Do you speak le haut-elfique?

CULTURE Le livre «Le haut-elfique pour les débutants» témoigne de la passion de Tolkien, fondateur de la fantasy, pour la création de langues…

Joël Métreau

— 

Des elfes dans le film "Le Seigneur des anneaux: Le Retour du roi".
Des elfes dans le film "Le Seigneur des anneaux: Le Retour du roi". — ADC-DIFFUSION / SIPA

On répète en chœur. «Namárie meldonyar!» puis «Eleni silir menelde» et «Cinte pilindi lantar súrinen». Traduction: «Bonjour mes amis!», «Les étoiles brillent dans le ciel», «Les petites flèches tombent dans le vent». Pas forcément utiles dans la vie courante, ces expressions sont indispensables en cas de vacances dans la Terre du Milieu, ce monde créé par le Britannique J.R.R. Tolkien pour Le Seigneur des Anneaux et Bilbo le Hobbit. Dans l’œuvre et les notes de ce fondateur de la fantasy, quelque 25.000 mots de quenya ont été recensés.

Inspiré du latin, du grec ancien et du finnois

Le quenya, une langue pratiquée par ces êtres beaux et éternels que le commun des mortels affuble d’oreilles pointues, turlututu, les elfes.
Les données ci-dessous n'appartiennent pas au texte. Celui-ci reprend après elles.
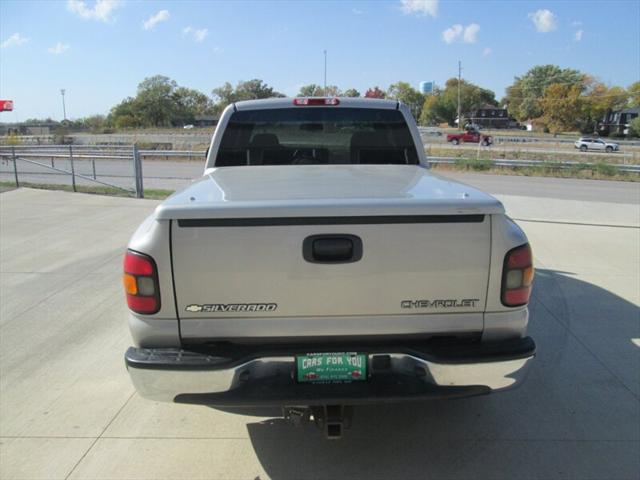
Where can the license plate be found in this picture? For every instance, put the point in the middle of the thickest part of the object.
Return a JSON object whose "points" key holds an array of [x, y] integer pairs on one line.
{"points": [[331, 367]]}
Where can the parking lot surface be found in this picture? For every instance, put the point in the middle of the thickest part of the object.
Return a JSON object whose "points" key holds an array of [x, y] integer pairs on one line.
{"points": [[68, 409]]}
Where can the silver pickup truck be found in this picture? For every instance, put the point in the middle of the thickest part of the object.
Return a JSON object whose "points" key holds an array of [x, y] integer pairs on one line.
{"points": [[319, 263]]}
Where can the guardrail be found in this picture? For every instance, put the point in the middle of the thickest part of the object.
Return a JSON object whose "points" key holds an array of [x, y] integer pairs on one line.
{"points": [[628, 168], [69, 154], [72, 154]]}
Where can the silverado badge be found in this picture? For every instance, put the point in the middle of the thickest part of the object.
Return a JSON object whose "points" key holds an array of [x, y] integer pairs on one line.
{"points": [[232, 307]]}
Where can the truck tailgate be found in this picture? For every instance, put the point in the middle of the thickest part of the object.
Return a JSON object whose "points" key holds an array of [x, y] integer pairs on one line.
{"points": [[242, 266], [260, 272]]}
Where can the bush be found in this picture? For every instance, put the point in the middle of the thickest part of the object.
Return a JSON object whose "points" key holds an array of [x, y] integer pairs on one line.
{"points": [[477, 165], [606, 169]]}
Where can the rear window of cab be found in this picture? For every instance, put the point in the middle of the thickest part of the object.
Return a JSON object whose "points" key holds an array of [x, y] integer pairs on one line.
{"points": [[316, 136]]}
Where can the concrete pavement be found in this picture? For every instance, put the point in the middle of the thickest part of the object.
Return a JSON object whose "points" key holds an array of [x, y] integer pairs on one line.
{"points": [[68, 410], [176, 174]]}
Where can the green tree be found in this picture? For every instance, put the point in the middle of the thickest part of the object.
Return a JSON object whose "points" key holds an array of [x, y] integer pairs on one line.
{"points": [[331, 91], [245, 90], [634, 127], [430, 114], [524, 95], [125, 114], [95, 123], [375, 92], [405, 93], [634, 94], [155, 101], [597, 101], [311, 90], [442, 105], [188, 104], [562, 105]]}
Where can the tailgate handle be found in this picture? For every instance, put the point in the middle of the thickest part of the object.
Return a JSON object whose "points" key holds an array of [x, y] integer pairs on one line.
{"points": [[332, 248]]}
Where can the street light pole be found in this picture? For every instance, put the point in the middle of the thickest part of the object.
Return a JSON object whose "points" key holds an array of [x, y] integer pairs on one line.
{"points": [[459, 79], [64, 109], [325, 73]]}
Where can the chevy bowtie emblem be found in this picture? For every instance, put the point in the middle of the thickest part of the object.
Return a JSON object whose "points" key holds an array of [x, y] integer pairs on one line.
{"points": [[232, 307]]}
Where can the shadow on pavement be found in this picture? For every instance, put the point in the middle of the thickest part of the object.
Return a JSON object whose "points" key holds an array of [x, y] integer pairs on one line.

Le quenya, une langue totalement construite, au même titre que le célèbre espéranto, et que vient de mettre à la portée du public Edouard Kloczko dans son ouvrage Le haut-elfique pour les débutants (éditions Fetjaine, 19 euros). Graphie, prononciation, écriture, vocabulaire, conjugaison… Le linguiste a scrupuleusement consigné les règles du quenya. «Pour les structures grammaticales, Tolkien s’est inspiré du latin, du grec ancien et du finnois. Le vocabulaire, lui, est complètement imaginaire», précise Edouard Kloczko.

Des langues au centre de son œuvre

Avec le quenya, Tolkien était loin d’en être à sa première invention…  Alors âgé de 10 ans, il avait imaginé l’animalique, un code davantage qu’une langue, pour échanger en secret avec ses cousines. A l’adolescence, il commence à créer d’autres langues imaginaires. Etudiant, il décroche ses meilleures notes dans en philologie, l’étude de la linguistique historique partir de documents écrits. Après la Première Guerre mondiale, «il a eu envie de créer un univers avec des personnages qui parlent les langues qu’il avait créées, raconte Edouard Kloczko. Il avait affirmé que ces langues constituaient le centre de son œuvre. A la différence de “Star Trek” et du klingon, qui est arrivé après la série.» Au total, il a conçu une vingtaine de langues, parfois détaillées jusque dans leur histoire, comme le khuzdul chez les nains ou le «noir parler» pour les Orcs.

«Un peu Champollion et un peu Sherlock Holmes»

Ces langues n’ont pas encore livré tout leur vocabulaire, puisque les manuscrits de Tolkien n’ont pas été tous révélés. Aujourd’hui, ils sont répartis en trois principaux lieux, dans la collection personnelle de son troisième fils, dans la fameuse bibliothèque bodléienne de l’université d’Oxford et à l’université Marquette dans le Wisconsin. Des écrits surgissent inopinément: «Il y a deux semaines, dans le fanzine Parma Eldalamberon, ont paru cent quarante pages inédites du système d’écriture tengwar, qu’il avait imaginé dans les années 1930.» Des mots calligraphiés à la plume, qui obligent Edouard Kloczko à être la fois «un peu Champollion et un peu Sherlock Holmes». Tolkien écrivait beaucoup à la main, et le résultat ressemblait parfois à l’ordonnance d’un médecin.